I always enjoy seeing an indie team's take on RPGs. It leads to some impressively creative efforts, the kind that reinvigorate my love for the genre. Or it leads to spectacular failures that make me wonder what was going through anyone's heads. It's 50/50 really. Underhero caught my eye, and a few of my friends decided to jump on the game around the same time. So, why not join them and see how this one pans out? I ended up taking the 15 hours it took to finish Underhero and by the end, I was pretty glad I did.
You play as a skull kid, a member of a race of monsters that work for the evil Mr. Stitches. When the great generational prophesized hero shows up to kill the aforementioned Mr. Stitches, you drop a chandelier on his head and accidentally kill him. Taking up the hero's weapon, a talking sword hilt named Elizabeth IV, the skull kid becomes the next hero and starts off on their own quest to defeat Mr. Stitches. At first, this is a pretty funny parody of RPG stories, spoofing the hero's quest in all the right ways. However, a genuinely surprising third act twist manages to turn Underhero into something a little more, and I found the game managed to stand up on its own just fine.
As for gameplay, Underhero can probably best be compared to the Paper Mario series of "active turn-based combat". You play as the skull kid in battle, and you have a few different actions you can take at any time. Your basic attack lets you swing a sword, a hammer takes longer to swing but does more damage, and you have a slingshot for ranged enemies. Each attack takes a little bit of stamina, which if you let fall too far you'll become tired and unable to move for a bit. This is, of course, a bad thing since it leaves you open to all sorts of attacks.
Have stamina still? Then you don't need to stand there and take it when an enemy attacks. The skull kid can jump over, or duck under, attacks, and each enemy displays little tells that help you figure out which you want to do. For example, a ghost enemy goes to adjust its mask, pushing it either up or down to indicate if it's going to punch high or low. Paying attention to these tells is important, and a successful dodge gets some stamina back so you can quickly go back on the offensive. There's also a rather hilarious, and clever, feature that lets you bribe any monster you don't want to fight.
This is quite a bit of fun, and combat manages to go at the perfect "slow enough for strategy, fast enough to not be boring" pace. I always felt like I was doing something, and the amount of "sitting around waiting for an enemy to act" downtime that RPGs sometimes fall into is really minimal here. Things especially get great during the boss fights, which also work some platforming elements into it. Each boss becomes a hectic affair where you have you dodge attacks, lure it into traps, jump onto and over its weapons, and attack during the times you can get close to it. Each boss fight really did make the game that much better.

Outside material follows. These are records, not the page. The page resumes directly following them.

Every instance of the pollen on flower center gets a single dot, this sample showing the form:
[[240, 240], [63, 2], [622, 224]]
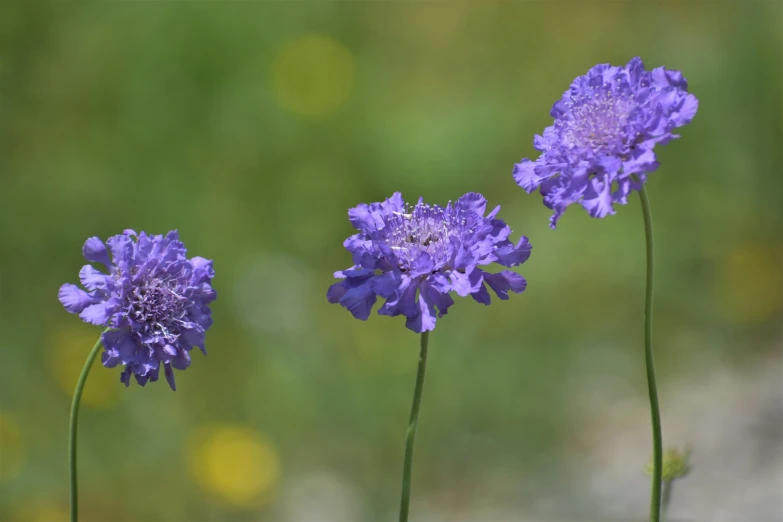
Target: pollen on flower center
[[423, 229], [598, 118], [158, 307]]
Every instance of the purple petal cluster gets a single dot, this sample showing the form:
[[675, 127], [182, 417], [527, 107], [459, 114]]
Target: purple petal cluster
[[152, 297], [414, 256], [600, 146]]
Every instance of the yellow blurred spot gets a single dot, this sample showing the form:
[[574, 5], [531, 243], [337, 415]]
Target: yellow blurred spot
[[751, 284], [67, 349], [12, 453], [236, 463], [314, 75]]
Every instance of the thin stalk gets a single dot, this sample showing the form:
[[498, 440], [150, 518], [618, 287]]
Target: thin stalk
[[411, 433], [666, 498], [655, 500], [77, 398]]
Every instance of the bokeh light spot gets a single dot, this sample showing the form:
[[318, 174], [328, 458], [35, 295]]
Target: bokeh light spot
[[235, 463], [750, 284], [68, 349], [314, 75], [12, 453]]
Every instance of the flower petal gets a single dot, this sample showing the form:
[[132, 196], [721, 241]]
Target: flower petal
[[97, 314], [95, 251], [73, 298]]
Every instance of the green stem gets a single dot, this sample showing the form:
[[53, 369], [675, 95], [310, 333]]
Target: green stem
[[77, 398], [666, 497], [411, 433], [655, 500]]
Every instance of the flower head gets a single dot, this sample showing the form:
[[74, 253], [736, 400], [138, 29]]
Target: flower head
[[600, 146], [413, 256], [154, 300]]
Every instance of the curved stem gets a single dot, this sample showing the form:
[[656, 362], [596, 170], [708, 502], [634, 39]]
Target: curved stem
[[410, 436], [77, 398], [666, 497], [655, 500]]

Like any RPG, Underhero also has plenty of minigames. The most prominent is a quiz show that shows up once per level. The quiz asks questions and rewards players who take the time to talk to monsters and read up on the lore of each boss and zone. Besides this, there's a snowboarding-like segment, an ice skating rhythm minigame, drink mixing, and more. The usual stuff you can expect from a jRPG and all of it is fine, though a few clearly outstay their welcome.
The soundtrack is also kind of hit or miss. Some parts, like the boss themes, are fantastic. Other songs, such as many of the field themes, get repetitive and lose their luster before long. Underhero is also home to one of the most bizarrely awful level up themes I've ever heard. It doesn't help that several songs seem to have other songs played over them, or sound effects that don't really fit the theme.
Still, Underhero is a joyfully fun RPG with quite a creative twist on combat and storytelling. It may not be another Undertale, but it's still well worth dropping time into. Worst case, you bounce off of the combat and drop the game early in. Stick around, and it's well worth the time investment. Also, there's a shark on a Segway so I'm not sure what more you could want?
TechRaptor played Underhero on PC via Steam using a copy provided by the publisher. The game is also available on PlayStation 4, Xbox One, and Nintendo Switch.